Now Rebekah was listening as Isaac spoke. Immediately she told her son, Jacob, everything she had overheard. She asked Jacob to go out to their flock and bring her two choice young goats. “I will prepare them the tasty way your father likes, then you must take the dish to him to eat so he can give you his blessing,” she said.
“But my brother Esau is hairy and I have smooth skin,” Jacob objected. “What if my father touches me? He will know I am tricking him and that would bring a curse rather than a blessing on me.”
“Let the curse fall on me,” said Rebekah. “Just do what I say.” So Jacob got the choice goats and Rebekah cooked them as she would wild deer.
She then took the best clothes of Esau and put them on Jacob. She covered his hands and the smooth part of his neck with the goat skins. Rebekah then sent Jacob with the cooked goat and the bread she had baked to his father.
Upon being approached, Isaac asked, “Who is it?”
Jacob said, “I am Esau, your firstborn. I have done what you have told me, caught game and cooked it the tasty way you want. So please sit up and eat it so you can give me your blessing.”
When Isaac asked how did he catch game so quickly, Jacob replied: “The Lord helped me.”
“Come nearer so I can touch you,” his father told Jacob. Isaac touched him and said, “The voice is that of Jacob but the hands are of Esau. Are you really my son Esau?”
“I am,” Jacob replied.
“Come here and kiss me then,” his father said. Isaac caught the smell of Esau’s clothes and was convinced. He gave Jacob the blessing: abundance of grain and crops and the nations will bow to you and you will be lord over your brothers.
Soon after the blessing and just after Jacob left, Esau came in, having prepared tasty game that he had hunted for Isaac. “Sit up and eat, my father,” he said, “so you may give me your blessing.”
Deceived
“Who are you?” Isaac asked.
“Father, I am your firstborn,” Esau said.
Isaac trembled violently. “Who was it that said he hunted game and brought it to me just before you came?” he asked in panic. “I blessed him.”
Esau broke out into a loud and bitter cry. “Bless me, too, my father,” he pleaded.
Isaac said, “But your brother already came and deceitfully took your blessing.” (Note: Apparently, blessings, like curses, once given, are irrevocable).
“Jacob has deceived me two times!” Esau wept wildly. “First he took my birthright (the traditional law’s right of the firstborn to the inheritance) and now he has stolen my blessing!”
Esau held a deep grudge against his brother for a long time. He even swore that after his old father died, he would kill Jacob.

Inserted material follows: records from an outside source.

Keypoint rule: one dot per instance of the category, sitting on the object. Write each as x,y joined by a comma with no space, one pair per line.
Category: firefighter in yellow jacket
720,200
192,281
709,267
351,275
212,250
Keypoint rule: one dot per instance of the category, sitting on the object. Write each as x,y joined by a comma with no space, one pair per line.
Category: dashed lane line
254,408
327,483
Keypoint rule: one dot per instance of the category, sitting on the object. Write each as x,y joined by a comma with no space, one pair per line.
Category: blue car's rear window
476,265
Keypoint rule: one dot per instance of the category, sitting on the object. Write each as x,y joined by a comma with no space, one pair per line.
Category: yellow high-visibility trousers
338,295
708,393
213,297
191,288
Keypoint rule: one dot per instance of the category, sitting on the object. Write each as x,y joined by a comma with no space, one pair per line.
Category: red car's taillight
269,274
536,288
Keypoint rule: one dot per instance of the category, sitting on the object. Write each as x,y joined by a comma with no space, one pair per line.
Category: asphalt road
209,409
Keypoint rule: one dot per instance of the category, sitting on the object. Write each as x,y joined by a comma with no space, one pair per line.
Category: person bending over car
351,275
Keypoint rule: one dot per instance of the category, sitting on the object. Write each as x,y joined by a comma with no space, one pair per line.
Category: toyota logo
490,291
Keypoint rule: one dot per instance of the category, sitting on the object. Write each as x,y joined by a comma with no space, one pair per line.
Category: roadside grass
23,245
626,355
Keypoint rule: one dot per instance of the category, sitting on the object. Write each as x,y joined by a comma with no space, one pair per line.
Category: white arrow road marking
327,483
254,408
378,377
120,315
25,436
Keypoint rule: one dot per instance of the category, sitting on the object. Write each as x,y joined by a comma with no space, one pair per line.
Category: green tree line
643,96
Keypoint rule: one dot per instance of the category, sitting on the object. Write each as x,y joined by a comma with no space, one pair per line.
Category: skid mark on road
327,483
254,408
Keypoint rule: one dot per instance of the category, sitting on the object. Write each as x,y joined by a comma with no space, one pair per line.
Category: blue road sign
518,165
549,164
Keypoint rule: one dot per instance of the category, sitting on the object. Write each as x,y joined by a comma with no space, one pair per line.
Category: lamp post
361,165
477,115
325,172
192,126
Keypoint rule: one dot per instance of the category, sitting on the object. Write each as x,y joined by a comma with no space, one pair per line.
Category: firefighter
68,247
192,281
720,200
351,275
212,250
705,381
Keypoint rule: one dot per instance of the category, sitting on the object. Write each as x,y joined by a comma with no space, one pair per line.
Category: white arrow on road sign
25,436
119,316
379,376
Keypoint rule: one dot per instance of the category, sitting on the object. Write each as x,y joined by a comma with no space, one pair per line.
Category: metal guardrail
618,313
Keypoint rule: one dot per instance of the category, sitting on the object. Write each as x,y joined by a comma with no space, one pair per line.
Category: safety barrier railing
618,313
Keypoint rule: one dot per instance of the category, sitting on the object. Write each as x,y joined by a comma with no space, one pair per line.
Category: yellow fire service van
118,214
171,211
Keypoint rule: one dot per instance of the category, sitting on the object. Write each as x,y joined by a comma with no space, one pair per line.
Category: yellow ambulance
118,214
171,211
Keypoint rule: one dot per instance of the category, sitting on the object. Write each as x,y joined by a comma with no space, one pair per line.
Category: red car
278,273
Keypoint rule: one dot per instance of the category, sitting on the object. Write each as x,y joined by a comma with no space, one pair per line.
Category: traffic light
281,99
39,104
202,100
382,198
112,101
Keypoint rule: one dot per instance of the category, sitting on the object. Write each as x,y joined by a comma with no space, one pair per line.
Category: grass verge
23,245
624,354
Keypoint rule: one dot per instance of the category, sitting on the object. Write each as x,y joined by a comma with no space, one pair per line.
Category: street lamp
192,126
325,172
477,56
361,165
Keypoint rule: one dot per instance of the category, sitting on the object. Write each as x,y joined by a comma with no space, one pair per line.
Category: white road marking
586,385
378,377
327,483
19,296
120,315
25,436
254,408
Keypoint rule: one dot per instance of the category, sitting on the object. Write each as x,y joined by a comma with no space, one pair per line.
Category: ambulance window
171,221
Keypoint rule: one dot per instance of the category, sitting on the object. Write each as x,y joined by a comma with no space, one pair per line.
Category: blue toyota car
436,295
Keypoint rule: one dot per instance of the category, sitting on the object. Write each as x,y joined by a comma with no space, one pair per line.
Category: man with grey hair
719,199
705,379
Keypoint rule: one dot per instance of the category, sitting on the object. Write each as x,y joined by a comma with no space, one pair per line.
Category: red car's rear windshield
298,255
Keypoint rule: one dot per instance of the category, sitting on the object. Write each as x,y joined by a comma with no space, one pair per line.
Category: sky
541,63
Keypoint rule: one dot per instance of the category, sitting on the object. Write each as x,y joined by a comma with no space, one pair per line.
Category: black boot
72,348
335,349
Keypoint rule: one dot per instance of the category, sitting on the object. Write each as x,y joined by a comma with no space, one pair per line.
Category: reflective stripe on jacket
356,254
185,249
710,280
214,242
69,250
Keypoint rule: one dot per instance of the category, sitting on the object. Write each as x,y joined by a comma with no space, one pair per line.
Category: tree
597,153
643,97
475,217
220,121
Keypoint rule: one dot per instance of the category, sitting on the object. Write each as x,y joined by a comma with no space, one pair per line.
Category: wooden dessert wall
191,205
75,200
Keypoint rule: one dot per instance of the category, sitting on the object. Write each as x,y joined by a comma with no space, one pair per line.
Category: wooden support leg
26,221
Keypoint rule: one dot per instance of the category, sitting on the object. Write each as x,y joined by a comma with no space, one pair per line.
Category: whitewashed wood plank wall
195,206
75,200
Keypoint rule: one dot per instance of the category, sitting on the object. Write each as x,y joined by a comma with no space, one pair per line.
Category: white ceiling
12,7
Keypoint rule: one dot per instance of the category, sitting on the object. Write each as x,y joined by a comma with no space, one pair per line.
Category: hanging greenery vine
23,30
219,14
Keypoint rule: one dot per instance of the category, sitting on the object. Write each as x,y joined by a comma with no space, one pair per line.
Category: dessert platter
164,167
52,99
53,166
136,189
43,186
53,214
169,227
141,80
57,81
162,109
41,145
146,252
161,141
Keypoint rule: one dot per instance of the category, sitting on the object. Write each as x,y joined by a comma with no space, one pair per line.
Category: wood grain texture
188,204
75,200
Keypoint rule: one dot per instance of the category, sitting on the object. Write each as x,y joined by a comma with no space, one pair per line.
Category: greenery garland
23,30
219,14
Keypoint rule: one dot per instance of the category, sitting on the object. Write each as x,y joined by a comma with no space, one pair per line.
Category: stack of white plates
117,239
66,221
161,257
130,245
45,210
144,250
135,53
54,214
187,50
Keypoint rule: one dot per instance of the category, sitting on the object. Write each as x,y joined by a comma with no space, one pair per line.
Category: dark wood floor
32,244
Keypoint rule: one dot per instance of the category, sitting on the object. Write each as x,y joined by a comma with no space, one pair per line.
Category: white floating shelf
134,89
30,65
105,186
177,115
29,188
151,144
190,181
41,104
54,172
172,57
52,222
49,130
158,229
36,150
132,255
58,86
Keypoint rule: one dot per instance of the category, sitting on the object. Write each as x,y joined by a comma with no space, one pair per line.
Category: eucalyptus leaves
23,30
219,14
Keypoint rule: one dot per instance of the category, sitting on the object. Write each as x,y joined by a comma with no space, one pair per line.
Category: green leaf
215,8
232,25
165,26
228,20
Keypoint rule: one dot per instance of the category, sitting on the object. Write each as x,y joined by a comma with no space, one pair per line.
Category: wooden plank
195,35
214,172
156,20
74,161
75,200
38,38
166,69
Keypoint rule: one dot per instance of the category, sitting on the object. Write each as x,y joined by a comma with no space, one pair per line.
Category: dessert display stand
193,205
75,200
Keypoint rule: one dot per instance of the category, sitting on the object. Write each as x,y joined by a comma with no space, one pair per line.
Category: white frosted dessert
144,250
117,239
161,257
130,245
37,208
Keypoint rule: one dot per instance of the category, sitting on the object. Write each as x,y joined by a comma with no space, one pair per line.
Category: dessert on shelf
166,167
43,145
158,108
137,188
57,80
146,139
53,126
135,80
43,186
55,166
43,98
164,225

When Rebekah was told what her older son had in mind, she instructed Jacob to flee at once to her brother Laban in Haran: “Stay there until Esau’s fury subsides. When your brother is no longer angry I’ll send for you to come back.”

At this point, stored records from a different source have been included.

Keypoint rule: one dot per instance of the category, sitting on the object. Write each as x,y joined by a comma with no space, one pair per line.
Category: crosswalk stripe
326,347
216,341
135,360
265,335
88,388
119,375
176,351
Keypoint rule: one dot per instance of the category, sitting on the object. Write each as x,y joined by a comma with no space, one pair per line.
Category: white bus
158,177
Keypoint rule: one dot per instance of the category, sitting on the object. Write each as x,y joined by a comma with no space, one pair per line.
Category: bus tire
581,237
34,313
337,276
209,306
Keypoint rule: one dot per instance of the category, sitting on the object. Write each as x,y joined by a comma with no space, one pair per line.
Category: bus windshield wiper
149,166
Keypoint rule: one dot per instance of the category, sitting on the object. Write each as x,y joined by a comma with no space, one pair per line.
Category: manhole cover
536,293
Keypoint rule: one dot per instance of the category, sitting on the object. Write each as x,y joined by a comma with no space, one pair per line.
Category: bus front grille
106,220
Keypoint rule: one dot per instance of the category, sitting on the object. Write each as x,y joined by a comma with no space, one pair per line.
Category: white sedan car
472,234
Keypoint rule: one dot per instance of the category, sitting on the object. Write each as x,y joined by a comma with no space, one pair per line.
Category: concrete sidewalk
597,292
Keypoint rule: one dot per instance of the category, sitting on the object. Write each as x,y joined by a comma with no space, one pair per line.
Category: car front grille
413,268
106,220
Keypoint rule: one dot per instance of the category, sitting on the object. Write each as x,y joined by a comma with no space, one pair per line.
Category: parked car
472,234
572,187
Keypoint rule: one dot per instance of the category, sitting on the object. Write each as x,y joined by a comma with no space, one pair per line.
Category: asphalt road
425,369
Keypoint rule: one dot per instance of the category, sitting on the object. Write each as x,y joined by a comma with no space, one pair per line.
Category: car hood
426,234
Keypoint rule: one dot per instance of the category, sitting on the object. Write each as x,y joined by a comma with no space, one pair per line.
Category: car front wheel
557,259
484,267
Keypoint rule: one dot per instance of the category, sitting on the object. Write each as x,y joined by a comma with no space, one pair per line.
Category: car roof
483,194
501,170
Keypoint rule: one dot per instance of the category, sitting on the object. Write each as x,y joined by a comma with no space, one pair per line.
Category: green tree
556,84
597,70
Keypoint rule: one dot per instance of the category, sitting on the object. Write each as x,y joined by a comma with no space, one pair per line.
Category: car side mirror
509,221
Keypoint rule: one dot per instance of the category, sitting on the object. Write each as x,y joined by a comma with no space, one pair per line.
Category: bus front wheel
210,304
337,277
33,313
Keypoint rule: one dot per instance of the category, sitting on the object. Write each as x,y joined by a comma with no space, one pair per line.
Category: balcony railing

I used to think people in the Bible were there for us readers to emulate or to serve as object lessons. But Jacob, who was always shrewd, was never divinely punished. He prospered, and multiplied and became an important figure in Egypt.
Jacob’s name was changed to Israel and he led the Israelites to the Promised Land. (To this day the land they claimed is still a subject of dispute.)
So I guess the Bible is still just history of foibles and misery and troubles and victories. People in it are only people, some growing rich by bilking others and begetting power, some deprived of their rightful share and living lesser lives. Some are not loved by their mothers and some are mama’s boys. Just like our world today.